Slippery Elm: “An Early American Favorite”

Cough, Digestion, Sore Throat, Wounds

Also Known As: Indian Elm, Red Elm


In the days before refrigeration, slippery elm was soaked in water and wrapped around meats. When it is coarsely grounded and mixed in water, it turns into a spongy mass. Back in the days, it was molded into bandages to cover up wounds and was made into pill like form to cover unpleasant tasting medicines.
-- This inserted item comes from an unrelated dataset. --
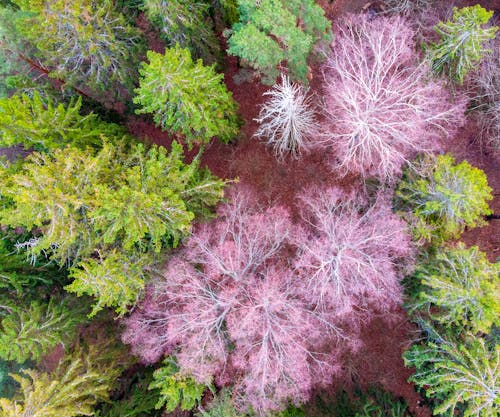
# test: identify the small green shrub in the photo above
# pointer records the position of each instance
(445, 197)
(462, 43)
When mixed with milk or water, slippery elm became a nutritious food to eat similar to oatmeal. Also, lozenges were made to combat a cough or sore throat. Slippery elm is still listed in the National Formulary, the pharmacist’s reference guide and health food stores still sell slippery elm lozenges today.


  • Decoction:

To prevent lumpiness, slowly add 1 to 3 teaspoons of powdered herb to 1 cup of boiling water. Simmer for 15 minutes. Drink 3 cups daily. The aroma of slippery elm is reminiscent of maple.

To bandage wounds, stir enough water into powdered bark to make a past and apply it to the affected wound.

USE: (Grow Your Own)

Slippery elm reaches 60 feet in height. The trunk bark is brown, but the branch bark is a whitish color. Leaves are rough, hairy, toothed and broad. Check your local nursery to see if slippery elm is grown in your area.


Use the herb in medicinal amounts. Consult your health advisor if you experience any symptoms.